A tamale can be made of many things.

Some tamales are made from rice and banana leaves; some are made from fruits such as guava and pineapple. Some Delta students have even rolled turkey tamales for Thanksgiving!


Whatever the flavor, tamales are a common sight during the holiday season, and are enjoyed by Delta students of different backgrounds.

Despite the treat’s popularity, many students have never eaten a single tamale.
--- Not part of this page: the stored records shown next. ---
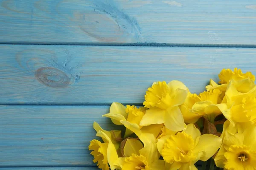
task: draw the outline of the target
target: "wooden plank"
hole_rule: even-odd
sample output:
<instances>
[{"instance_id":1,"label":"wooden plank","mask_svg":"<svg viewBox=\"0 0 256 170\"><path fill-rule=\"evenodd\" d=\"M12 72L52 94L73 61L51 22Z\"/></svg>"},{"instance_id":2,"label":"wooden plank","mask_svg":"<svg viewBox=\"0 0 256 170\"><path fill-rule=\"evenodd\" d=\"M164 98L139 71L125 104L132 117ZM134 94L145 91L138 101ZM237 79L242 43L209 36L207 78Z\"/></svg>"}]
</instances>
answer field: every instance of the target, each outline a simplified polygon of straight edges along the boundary
<instances>
[{"instance_id":1,"label":"wooden plank","mask_svg":"<svg viewBox=\"0 0 256 170\"><path fill-rule=\"evenodd\" d=\"M99 170L97 167L0 167L1 170Z\"/></svg>"},{"instance_id":2,"label":"wooden plank","mask_svg":"<svg viewBox=\"0 0 256 170\"><path fill-rule=\"evenodd\" d=\"M254 0L0 0L0 42L256 44Z\"/></svg>"},{"instance_id":3,"label":"wooden plank","mask_svg":"<svg viewBox=\"0 0 256 170\"><path fill-rule=\"evenodd\" d=\"M256 74L256 48L0 45L0 104L142 103L152 82L192 92L223 68Z\"/></svg>"},{"instance_id":4,"label":"wooden plank","mask_svg":"<svg viewBox=\"0 0 256 170\"><path fill-rule=\"evenodd\" d=\"M0 106L0 167L96 165L88 150L109 106Z\"/></svg>"}]
</instances>

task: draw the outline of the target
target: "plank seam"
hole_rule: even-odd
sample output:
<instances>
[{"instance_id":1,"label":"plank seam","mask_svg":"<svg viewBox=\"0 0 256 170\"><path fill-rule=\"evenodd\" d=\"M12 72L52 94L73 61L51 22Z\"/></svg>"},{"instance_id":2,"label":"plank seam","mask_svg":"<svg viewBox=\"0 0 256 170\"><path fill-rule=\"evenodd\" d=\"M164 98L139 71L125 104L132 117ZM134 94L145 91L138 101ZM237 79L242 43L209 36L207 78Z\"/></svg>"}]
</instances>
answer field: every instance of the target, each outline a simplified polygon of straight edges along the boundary
<instances>
[{"instance_id":1,"label":"plank seam","mask_svg":"<svg viewBox=\"0 0 256 170\"><path fill-rule=\"evenodd\" d=\"M40 166L0 166L0 168L19 168L19 167L97 167L96 165L40 165Z\"/></svg>"},{"instance_id":2,"label":"plank seam","mask_svg":"<svg viewBox=\"0 0 256 170\"><path fill-rule=\"evenodd\" d=\"M60 104L51 104L50 103L44 103L42 104L18 104L18 103L0 103L0 106L110 106L112 104L112 103L84 103L84 104L69 104L68 103L60 103ZM136 106L143 106L143 104L141 103L122 103L124 105L134 105Z\"/></svg>"},{"instance_id":3,"label":"plank seam","mask_svg":"<svg viewBox=\"0 0 256 170\"><path fill-rule=\"evenodd\" d=\"M0 45L81 45L81 46L133 46L133 47L209 47L209 48L256 48L256 44L179 44L165 43L155 42L144 43L27 43L22 42L19 43L0 42Z\"/></svg>"}]
</instances>

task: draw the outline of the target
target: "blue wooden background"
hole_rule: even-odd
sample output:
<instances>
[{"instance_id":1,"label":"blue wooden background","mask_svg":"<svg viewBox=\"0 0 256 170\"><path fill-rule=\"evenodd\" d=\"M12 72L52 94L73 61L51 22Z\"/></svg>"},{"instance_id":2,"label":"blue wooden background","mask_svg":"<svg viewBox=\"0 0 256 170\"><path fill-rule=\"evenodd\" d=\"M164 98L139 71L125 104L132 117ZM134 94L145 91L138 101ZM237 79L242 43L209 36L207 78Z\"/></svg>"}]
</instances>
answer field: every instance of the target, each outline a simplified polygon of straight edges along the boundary
<instances>
[{"instance_id":1,"label":"blue wooden background","mask_svg":"<svg viewBox=\"0 0 256 170\"><path fill-rule=\"evenodd\" d=\"M256 74L254 0L0 0L0 169L96 170L94 121L156 81Z\"/></svg>"}]
</instances>

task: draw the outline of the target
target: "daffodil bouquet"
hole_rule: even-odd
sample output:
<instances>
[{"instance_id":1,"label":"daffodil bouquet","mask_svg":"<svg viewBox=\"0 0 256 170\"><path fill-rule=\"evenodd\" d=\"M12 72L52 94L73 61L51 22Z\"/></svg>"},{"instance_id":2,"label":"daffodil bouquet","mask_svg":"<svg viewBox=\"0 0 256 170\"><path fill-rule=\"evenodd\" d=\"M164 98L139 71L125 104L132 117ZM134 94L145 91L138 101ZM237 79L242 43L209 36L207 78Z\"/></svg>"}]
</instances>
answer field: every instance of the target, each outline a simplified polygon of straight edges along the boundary
<instances>
[{"instance_id":1,"label":"daffodil bouquet","mask_svg":"<svg viewBox=\"0 0 256 170\"><path fill-rule=\"evenodd\" d=\"M113 102L103 116L124 126L125 133L94 122L102 141L89 146L93 162L104 170L193 170L199 164L256 170L255 76L236 68L219 78L219 85L210 79L199 95L177 80L158 82L146 91L144 107Z\"/></svg>"}]
</instances>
Delta student Jerry Sakun thinks those students are missing out.

“Tamales are awesome,” he said.

The treat is mainly associated with Mexican cuisine and culture.

Tamales have traveled throughout South and North America and have evolved into many different varieties, including sweet tamales and breakfast tamales.

Most students’ favorite tamale memories have to do with family.

Delta student Bo Baca’s mother used to make sweet tamales.

“She was originally from Mexico, and everybody has regular tamales but she had sweet tamales, with cinnamon and raisin.” said Baca. “I’ll always have a fond memory for that.”

Delta student Terreon Wofford said that he helped his mother roll tamales for Christmas last year.

“We made turkey tamales, and we made chicken tamales,” he said. “We made them kind of like a hybrid between enchiladas, too, so it was really good.”

Some students prefer to consume tamales more traditionally.

“The best way to eat them, though, is with atole.  It’s a type of drink.  I forgot how you call it in English, but it’s really, really good with it,”said Johnathan Herrera.

Atole is a corn-based beverage often served with tamales during the holidays. Readers may not know that corn originally evolved from maize, a plant domesticated by ancient Mesoamericans, including some Delta students’ Mexican ancestors.

The Christmas treat isn’t for everyone.

“I’m not too much of a fan of them,” said Delta student Jamal Crawford. “I appreciate the Mexican culture for making them, but, me, personally, I don’t prefer buying them anymore.”

Homemade tamales are made year-round.

“My mom just makes tamales regardless of whether it’s holiday or not,” said Jorge Gonzalez. “They’re not really ‘holiday’ for me.”

For the rest of us less fortunate students, homemade tamales will remain associated to the holidays.

“Best homemade food we got,” said Delta student Chris Hinojosa. “That’s why I wait for this time of year.”